Finally let’s write the count function, which is now trivial to implement:

  
pub fn count(n: usize) -> usize {
    let mut result: isize = 0;
    let primes = get_primes(n);
    let max_depth = get_max_depth(n, &primes);
    
    // Use Legendre's Formula
    result += primes.len() as isize;
    result -= 1;

    for depth in 0..(max_depth + 1) {
        let term = calculate_sum(n, &primes, depth, 1, None, 1) as isize;
        if depth % 2 == 0 {
            result += term;
        } else {
            result -= term;
        }
    }

    return result as usize;
}

Benchmarks show us that Legendre’s formula is faster than the Sieve of Eratosthenes for $n = 10^9$:

Begun testing the legendre implementation with n = 10^9.
The amount of prime numbers that are less than or equal to 10^9 is 50847534.
Elapsed: 4.29s
Finished testing the legendre implementation with n = 10^9.
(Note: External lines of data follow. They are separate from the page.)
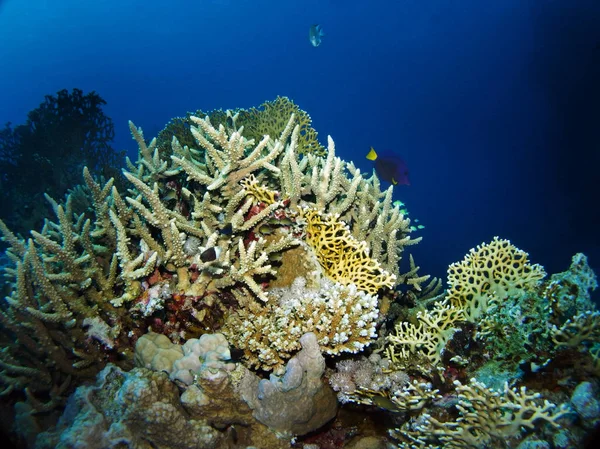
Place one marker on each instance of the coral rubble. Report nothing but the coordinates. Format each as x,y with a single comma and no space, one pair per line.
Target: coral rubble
209,296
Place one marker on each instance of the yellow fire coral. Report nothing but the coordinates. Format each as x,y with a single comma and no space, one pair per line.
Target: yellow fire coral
492,268
343,258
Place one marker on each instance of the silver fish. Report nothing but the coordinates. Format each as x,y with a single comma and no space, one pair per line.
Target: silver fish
315,34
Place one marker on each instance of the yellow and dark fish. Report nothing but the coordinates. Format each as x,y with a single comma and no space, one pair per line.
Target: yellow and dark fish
315,33
390,167
210,254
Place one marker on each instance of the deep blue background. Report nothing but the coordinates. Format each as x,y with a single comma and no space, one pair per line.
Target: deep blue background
495,105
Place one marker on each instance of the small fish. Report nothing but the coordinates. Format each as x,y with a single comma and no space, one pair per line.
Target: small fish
227,229
210,254
390,167
385,403
315,33
265,230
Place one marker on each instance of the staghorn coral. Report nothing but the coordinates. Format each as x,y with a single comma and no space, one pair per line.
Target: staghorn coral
184,252
342,317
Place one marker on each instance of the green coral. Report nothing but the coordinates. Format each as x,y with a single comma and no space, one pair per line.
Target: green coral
270,118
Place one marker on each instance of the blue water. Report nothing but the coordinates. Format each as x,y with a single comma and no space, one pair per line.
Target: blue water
495,105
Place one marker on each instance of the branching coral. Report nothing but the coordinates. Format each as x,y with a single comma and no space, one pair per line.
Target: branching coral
495,268
485,415
202,239
65,132
342,317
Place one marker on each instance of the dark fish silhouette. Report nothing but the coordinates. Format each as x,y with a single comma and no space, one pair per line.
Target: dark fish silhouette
390,167
315,33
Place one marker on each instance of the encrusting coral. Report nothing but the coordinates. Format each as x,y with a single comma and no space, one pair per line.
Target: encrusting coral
197,243
290,254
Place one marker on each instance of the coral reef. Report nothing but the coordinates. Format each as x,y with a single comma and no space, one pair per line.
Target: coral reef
64,133
240,260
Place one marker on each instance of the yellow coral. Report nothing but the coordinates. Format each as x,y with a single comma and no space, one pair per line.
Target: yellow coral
495,268
257,191
343,258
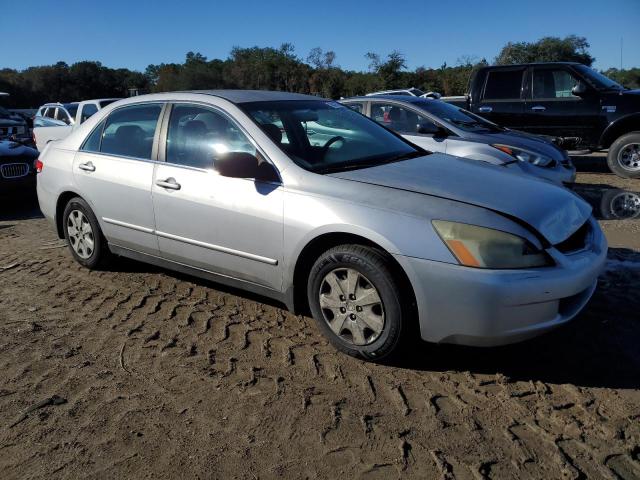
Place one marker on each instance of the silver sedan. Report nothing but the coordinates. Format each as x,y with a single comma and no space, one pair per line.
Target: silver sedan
440,127
305,201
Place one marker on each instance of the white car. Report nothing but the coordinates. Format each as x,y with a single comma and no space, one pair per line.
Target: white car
55,121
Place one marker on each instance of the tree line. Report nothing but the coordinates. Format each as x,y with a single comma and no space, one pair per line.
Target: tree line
279,69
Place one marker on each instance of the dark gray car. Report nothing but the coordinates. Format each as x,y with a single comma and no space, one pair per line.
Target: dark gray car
440,127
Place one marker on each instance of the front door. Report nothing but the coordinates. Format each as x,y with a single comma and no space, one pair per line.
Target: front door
502,101
551,108
113,171
228,226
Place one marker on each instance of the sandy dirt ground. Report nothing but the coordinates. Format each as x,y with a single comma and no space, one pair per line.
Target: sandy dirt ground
137,372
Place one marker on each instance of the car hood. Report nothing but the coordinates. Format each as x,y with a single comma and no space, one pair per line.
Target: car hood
522,140
553,211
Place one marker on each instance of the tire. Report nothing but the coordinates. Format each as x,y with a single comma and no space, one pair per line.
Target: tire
87,244
367,328
624,156
618,204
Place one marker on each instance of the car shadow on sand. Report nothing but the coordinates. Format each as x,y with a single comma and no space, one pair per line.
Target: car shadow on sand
19,206
598,348
591,163
610,203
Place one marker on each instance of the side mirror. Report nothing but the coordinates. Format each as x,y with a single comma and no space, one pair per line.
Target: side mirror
579,89
244,165
431,129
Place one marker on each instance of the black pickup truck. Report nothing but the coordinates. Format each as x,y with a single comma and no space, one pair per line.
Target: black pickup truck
577,106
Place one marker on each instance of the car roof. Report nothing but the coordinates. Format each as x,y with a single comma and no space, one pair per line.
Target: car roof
531,64
247,96
396,98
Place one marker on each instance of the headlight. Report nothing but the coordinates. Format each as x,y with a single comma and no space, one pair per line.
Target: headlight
488,248
525,155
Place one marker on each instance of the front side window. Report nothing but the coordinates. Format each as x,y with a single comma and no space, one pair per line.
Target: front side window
198,135
358,107
503,85
552,83
325,136
88,110
129,131
398,119
459,117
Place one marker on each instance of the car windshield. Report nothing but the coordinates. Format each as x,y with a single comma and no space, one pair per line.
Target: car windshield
324,136
72,108
462,119
597,79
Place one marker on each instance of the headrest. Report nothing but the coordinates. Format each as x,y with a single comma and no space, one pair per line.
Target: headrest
273,131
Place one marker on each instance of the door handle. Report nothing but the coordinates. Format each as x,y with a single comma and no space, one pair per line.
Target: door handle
169,183
87,167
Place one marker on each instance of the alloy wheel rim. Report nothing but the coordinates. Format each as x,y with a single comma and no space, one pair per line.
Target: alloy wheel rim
625,205
351,306
629,157
80,234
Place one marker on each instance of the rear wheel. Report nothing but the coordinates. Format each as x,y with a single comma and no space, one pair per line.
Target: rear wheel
83,234
356,301
624,156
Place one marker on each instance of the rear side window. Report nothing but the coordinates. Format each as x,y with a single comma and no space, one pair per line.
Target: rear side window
398,119
198,135
92,143
549,83
88,110
503,85
129,131
63,116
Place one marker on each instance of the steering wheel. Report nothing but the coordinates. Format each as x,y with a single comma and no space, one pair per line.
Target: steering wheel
332,140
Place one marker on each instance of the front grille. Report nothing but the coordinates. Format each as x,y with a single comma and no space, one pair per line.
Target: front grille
14,170
577,241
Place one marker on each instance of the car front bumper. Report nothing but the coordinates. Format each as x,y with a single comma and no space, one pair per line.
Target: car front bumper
480,307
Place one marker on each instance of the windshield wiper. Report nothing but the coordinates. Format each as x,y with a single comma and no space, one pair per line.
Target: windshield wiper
357,166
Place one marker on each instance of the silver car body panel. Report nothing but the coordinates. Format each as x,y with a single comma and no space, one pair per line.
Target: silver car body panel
477,146
251,234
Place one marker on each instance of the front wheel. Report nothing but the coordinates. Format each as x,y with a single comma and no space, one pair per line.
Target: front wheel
624,156
83,234
356,301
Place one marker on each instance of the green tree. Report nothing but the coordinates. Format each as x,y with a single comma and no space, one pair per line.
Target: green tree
547,49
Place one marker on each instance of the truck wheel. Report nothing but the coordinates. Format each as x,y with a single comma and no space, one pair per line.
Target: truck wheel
82,232
356,301
624,156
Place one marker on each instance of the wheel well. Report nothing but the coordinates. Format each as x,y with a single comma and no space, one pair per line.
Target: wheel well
623,127
321,244
60,206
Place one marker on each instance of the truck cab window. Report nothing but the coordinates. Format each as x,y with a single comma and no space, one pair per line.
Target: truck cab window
548,83
503,85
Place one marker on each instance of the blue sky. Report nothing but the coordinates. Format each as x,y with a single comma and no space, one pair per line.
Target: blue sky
133,34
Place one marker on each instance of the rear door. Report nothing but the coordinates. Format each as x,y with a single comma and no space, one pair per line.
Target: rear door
406,122
502,100
551,108
114,170
228,226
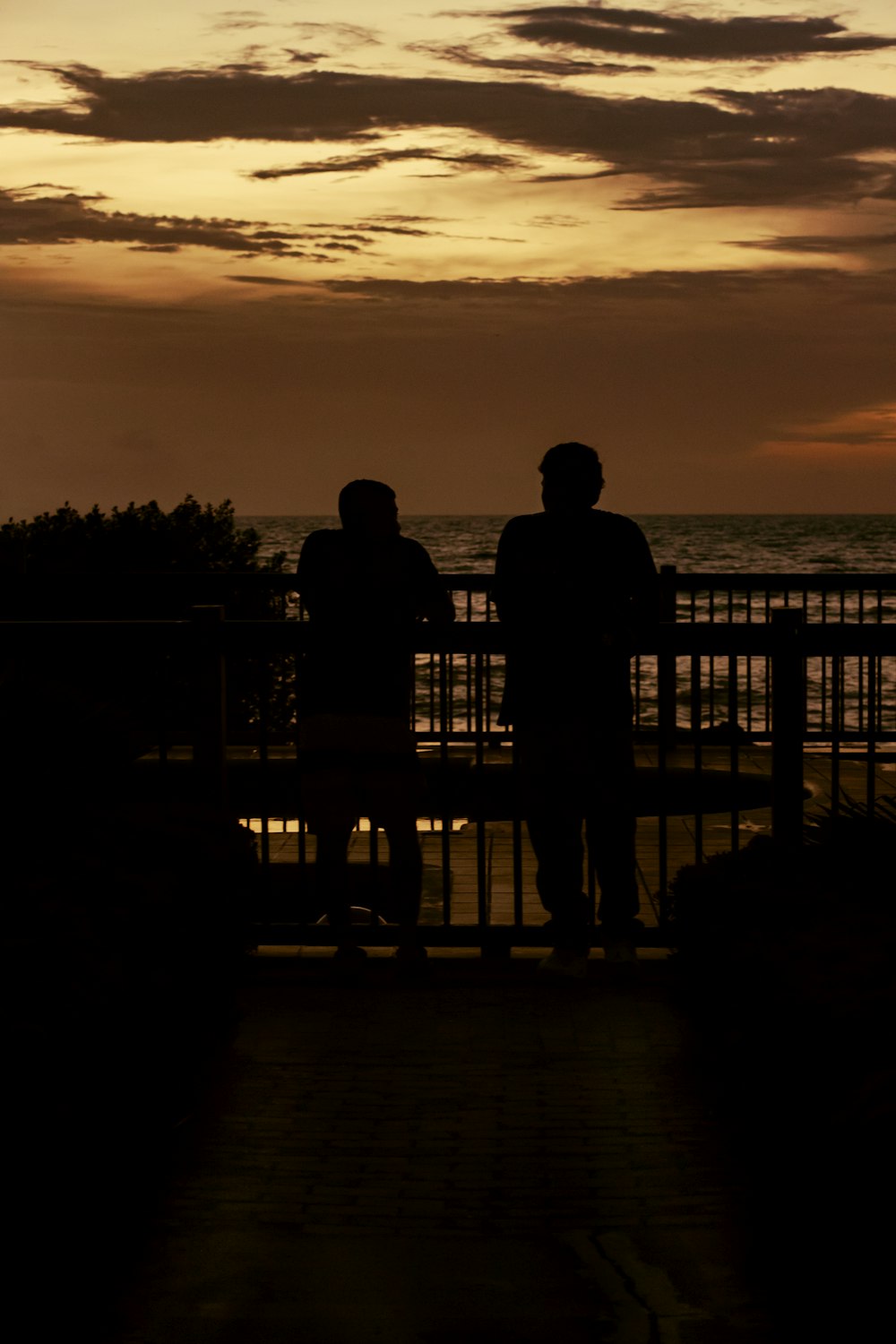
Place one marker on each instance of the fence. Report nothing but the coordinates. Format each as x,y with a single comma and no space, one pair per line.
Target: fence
694,763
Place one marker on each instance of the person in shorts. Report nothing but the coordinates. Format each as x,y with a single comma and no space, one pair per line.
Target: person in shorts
571,583
365,588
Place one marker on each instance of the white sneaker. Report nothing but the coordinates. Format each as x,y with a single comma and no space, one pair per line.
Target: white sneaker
573,965
619,951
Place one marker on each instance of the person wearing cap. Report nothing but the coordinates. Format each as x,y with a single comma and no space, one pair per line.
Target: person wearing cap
571,583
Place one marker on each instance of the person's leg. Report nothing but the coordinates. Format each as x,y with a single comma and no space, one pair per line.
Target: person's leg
406,874
549,787
556,840
332,811
331,867
395,795
611,835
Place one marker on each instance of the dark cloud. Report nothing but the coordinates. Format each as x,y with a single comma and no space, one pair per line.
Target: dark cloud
198,105
378,158
343,35
30,220
716,285
263,280
556,222
238,21
247,392
645,32
562,66
783,182
719,148
820,244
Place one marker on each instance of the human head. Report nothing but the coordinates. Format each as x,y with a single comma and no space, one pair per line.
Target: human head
571,478
368,508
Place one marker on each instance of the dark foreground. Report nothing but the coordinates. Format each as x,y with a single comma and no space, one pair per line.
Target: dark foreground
482,1159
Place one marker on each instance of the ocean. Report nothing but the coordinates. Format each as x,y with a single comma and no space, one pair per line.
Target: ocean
697,543
737,543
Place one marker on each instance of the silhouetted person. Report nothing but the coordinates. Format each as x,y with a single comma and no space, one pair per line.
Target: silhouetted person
570,585
365,589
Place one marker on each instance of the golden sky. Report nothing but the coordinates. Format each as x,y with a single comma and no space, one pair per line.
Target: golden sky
255,253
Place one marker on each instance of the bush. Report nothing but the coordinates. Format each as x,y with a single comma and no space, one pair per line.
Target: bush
788,960
139,538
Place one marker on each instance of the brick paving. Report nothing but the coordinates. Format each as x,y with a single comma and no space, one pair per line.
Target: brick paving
482,1158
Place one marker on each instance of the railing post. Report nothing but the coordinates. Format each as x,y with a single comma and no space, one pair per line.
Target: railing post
667,690
210,706
788,726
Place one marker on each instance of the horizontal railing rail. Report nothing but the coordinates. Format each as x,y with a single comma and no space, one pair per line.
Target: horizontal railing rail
729,717
686,597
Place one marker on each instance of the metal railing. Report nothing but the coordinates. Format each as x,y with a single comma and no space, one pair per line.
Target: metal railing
212,695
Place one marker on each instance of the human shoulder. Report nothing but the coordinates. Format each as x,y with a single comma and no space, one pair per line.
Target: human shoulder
521,527
320,548
618,526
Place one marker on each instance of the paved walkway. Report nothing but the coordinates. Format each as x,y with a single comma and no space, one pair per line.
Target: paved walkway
487,1158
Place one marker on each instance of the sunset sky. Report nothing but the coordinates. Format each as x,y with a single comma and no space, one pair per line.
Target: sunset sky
255,253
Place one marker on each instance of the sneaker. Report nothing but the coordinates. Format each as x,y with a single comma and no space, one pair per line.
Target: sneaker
349,961
619,949
411,962
562,961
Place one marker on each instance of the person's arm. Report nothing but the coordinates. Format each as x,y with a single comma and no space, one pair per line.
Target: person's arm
308,572
435,602
509,586
645,583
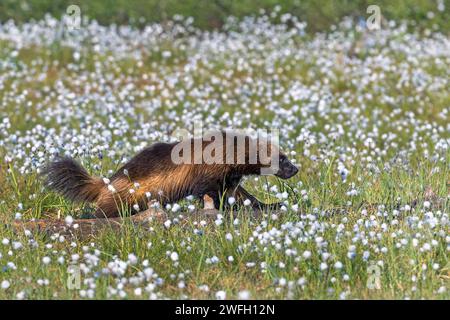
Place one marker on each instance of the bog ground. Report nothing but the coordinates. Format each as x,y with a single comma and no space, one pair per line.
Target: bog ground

Sadly, Legendre’s formula scales poorly. With $n = 10^{10}$ we almost reached the minute mark:

Begun testing the legendre implementation with n = 10^10.
The amount of prime numbers that are less than or equal to 10^10 is 455052511.
Elapsed: 55.34s
Finished testing the legendre implementation with n = 10^10.

so it does not make sense to attempt $n = 10^{12}$.

This failure to scale is due to the fact Legendre’s formula has to iterate over millions of choices of prime multiplications. Thankfully, our next approach will get rid of this problem.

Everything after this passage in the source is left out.